Using execve (linux)


Im confused of the use of the systemcall execve. The second parameter should be a pointer to the arguments but it doesnt work, it does however execute correctly when I send the whole command(/bin/bash) + arg as a second parameter.

./test /bin/bash "echo 'this is a test' | wc -c"

#include <unistd.h>
#include <stdio.h>
#include <string.h>
#include <stdlib.h>
#include <ctype.h>

int main(int argc, char *argv[]) {
    execve(argv[1], &argv[1], NULL); ////works, but I dont understand how since the 2nd param is wrong.
    return 0;
}

int main(int argc, char *argv[]) {
    execve(argv[1], &argv[2], NULL);  ////doenst work, it should since Im sending the correct aguments.
    printf("hi");
    return 0;
}


Solution

  • From the execve(2) man page:

    argv is an array of pointers to strings passed to the new program as its command-line arguments.
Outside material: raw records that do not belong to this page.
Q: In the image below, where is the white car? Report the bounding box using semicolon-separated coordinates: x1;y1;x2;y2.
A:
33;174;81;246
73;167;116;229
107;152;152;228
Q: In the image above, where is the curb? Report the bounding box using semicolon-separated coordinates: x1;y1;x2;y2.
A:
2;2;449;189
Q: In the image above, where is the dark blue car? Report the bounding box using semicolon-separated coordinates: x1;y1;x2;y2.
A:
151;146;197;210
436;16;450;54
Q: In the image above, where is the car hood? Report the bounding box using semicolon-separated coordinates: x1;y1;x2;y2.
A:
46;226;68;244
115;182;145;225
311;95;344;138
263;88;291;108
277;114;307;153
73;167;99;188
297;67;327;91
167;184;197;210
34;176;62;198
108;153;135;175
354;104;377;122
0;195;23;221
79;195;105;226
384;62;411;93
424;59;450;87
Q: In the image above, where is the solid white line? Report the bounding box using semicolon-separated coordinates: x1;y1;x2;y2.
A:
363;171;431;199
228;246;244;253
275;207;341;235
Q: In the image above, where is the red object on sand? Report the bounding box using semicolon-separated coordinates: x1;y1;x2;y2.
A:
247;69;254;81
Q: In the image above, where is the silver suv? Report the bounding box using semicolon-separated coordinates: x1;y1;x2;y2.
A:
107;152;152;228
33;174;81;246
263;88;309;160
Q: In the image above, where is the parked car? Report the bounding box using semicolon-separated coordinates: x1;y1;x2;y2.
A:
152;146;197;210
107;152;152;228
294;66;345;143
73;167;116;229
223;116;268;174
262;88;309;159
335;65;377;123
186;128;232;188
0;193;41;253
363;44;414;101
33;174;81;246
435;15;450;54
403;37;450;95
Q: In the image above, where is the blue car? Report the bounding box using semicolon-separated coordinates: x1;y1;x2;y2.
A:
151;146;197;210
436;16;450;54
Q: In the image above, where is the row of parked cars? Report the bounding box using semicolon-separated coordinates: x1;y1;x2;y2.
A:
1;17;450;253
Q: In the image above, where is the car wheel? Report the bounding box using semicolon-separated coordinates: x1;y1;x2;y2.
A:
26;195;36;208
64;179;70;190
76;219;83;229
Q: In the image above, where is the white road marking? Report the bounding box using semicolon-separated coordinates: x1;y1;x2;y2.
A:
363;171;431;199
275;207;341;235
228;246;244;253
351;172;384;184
By convention, the first of these strings (i.e., argv[0]) should contain the filename associated with the file being executed. The argv array must be terminated by a NULL pointer. (Thus, in the new program, argv[argc] will be NULL.)

    In other words, the arguments list that you pass in the second parameter includes the name of the executable itself (even though that is already specified in the first parameter). This is how executables are able to detect how they're being invoked (e.g. through a symlink) and show the correct name in their "help" output.